El detective quedó un tanto confuso, jadeante y con las manos apoyadas en la cara anterior de los muslos, como si acabara de realizar un titánico esfuerzo.

Decididamente, aquella cría era peligrosa; tomó nota para mantenerse alejado de ella como fuera. Pensó en Rosa Gil y bajó la persiana. Entonces sintió que alguien le miraba. Era una vecina, Blasa, «la platanera». Por una vez no iba acompañada de su hermano, del que nunca parecía separarse. ¿Habría visto la escena?

Eran ya las once de la noche cuando se abrió la puerta del cuarto de Rosa Gil y entró su madre, doña Ascensión, con un vaso de leche y unas cuantas galletas María.

– No has cenado -dijo.

– No tenía apetito -contestó la falangista, que leía un libro a la luz del flexo.

Quedaron en silencio. La hija dejó a un lado el libro, una biografía de José Antonio, y esperó la reprimenda:

– Dímelo.

– ¿El qué?

– Ya sabes, mamá, te conozco.

– Tu padre está muy preocupado. Le he contado lo que has hecho esta mañana.

– Mamá, le ayudo con un caso de un homosexual al que he tenido en mi centro, sólo es eso.

– Sí, hija, sí. Si yo te creo, pero subirse en un coche con un hombre… ¡a solas! ¡Y delante de todo el mundo! ¿Te has vuelto loca?

Rosa permaneció silenciosa por unos instantes, como pensativa.

– La verdad es que tienes razón, mamá. No sé, no caí en la cuenta; estamos investigando un posible asesinato y quizá me dejé llevar. Todo era como en una de esas películas de detectives.

– Ya, hija, ya, pero ese hombre está casado, aún peor, ¡separado! Y es alcohólico.

– Ya no bebe.

– ¿Ya no bebe? Eso lo dicen todos. Pero ¿en qué estabas pensando?

– No sé, mamá, ya sabes que yo no soy como las demás, no me importan las habladurías, yo no voy con hombres.

– Ya. Lo sé.

– Lo dices como con pena.

– No, hija, no. Nunca me metí en tus decisiones, pero sabes que tu padre y yo nos moriríamos porque nos dieras nietos, por verte casada, pero tú elegiste ese camino y te hemos respetado. Pero claro, la naturaleza tira y…

– ¿Qué quieres decir?

– Pues eso, que es normal que una mujer necesite un hombre y un hombre, una mujer.

– ¡No digas tonterías!

– Sí, hija, esto tenía que pasar, tarde o temprano tenías que sentir… lo que todos sentimos.

Rosa Gil miró a su madre como si no supiera de qué le hablaba.

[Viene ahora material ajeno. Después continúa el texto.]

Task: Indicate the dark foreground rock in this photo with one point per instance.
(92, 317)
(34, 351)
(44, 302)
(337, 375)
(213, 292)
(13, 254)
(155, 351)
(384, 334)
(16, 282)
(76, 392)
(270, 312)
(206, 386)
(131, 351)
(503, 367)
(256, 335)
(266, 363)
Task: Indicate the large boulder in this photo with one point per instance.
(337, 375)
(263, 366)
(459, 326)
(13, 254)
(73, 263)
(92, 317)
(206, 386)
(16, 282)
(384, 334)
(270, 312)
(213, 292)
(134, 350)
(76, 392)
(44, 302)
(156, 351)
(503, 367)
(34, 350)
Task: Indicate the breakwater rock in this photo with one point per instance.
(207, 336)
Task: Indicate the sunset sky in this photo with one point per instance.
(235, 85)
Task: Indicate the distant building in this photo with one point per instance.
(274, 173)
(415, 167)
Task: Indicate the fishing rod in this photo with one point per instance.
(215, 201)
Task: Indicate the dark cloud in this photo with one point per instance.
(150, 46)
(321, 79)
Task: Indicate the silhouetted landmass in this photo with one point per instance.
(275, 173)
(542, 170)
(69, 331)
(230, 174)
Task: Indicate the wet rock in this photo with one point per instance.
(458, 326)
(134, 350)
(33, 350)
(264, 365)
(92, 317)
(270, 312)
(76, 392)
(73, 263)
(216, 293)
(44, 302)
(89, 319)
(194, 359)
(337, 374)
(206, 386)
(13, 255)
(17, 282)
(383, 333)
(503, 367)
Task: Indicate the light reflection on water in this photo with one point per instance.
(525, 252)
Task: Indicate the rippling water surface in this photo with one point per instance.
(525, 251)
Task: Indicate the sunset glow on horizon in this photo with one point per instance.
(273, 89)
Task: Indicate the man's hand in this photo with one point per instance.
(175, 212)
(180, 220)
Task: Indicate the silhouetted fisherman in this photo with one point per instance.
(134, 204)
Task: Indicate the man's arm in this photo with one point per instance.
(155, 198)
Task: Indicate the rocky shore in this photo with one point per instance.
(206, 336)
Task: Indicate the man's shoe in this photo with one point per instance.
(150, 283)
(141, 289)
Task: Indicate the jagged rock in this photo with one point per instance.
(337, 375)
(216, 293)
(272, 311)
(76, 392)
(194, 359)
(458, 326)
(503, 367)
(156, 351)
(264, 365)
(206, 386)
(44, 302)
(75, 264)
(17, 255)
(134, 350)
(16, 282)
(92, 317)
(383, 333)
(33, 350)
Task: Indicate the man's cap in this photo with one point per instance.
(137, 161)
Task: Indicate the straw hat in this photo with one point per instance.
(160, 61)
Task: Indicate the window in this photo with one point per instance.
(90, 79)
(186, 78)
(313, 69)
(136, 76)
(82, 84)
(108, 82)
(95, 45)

Doña Ascensión volvió a tomar la palabra:

– Mira, Rosa, es normal que pienses en buscar a un buen chico, en un noviazgo, en casarte, no hay nada malo en ello.

– Mamá, ¡despierta!, tengo veintiocho años. Ya se me pasó la edad de novios.

– ¿Y por eso te vas a liar con el primer casado que se te ponga delante? ¿Qué es esto? ¿El último tren?

– Le he acompañado a realizar una investigación. Punto.

– Sólo queremos lo mejor para ti.

Volvió a hacerse el silencio. Rosa tomó la mano de su madre amorosamente.

– Está bien, no sufras. No volveré a verle, te lo prometo.

Un suspiro de alivio dio a entender que doña Ascensión se había quitado un peso de encima. Dio un beso de buenas noches a su hija y salió del cuarto para dirigirse al salón, donde don Prudencio escuchaba, de forma clandestina, Radio España Independiente desde la Estación Pirenaica con unos auriculares que le daban un aspecto ridículo.

– Por Dios, Pruden, que no te vea la nena.

Él hizo un gesto como de cansancio:

– A quien se le diga… ¡yo con una hija falangista…! ¿Has hablado con ella?

– Sí, todo arreglado -zanjó doña Ascensión-. Me voy a la cama.

Al pasar junto al cuarto de Rosita le pareció oiría llorar.

Desapariciones

A la mañana siguiente, Alsina despertó sobresaltado por unas voces procedentes del salón. Se puso la bata y las zapatillas y salió a ver:

– ¡Mire, don Julio! -exclamó doña Salustiana, la patrona-. ¡Los Reyes han traído un televisor!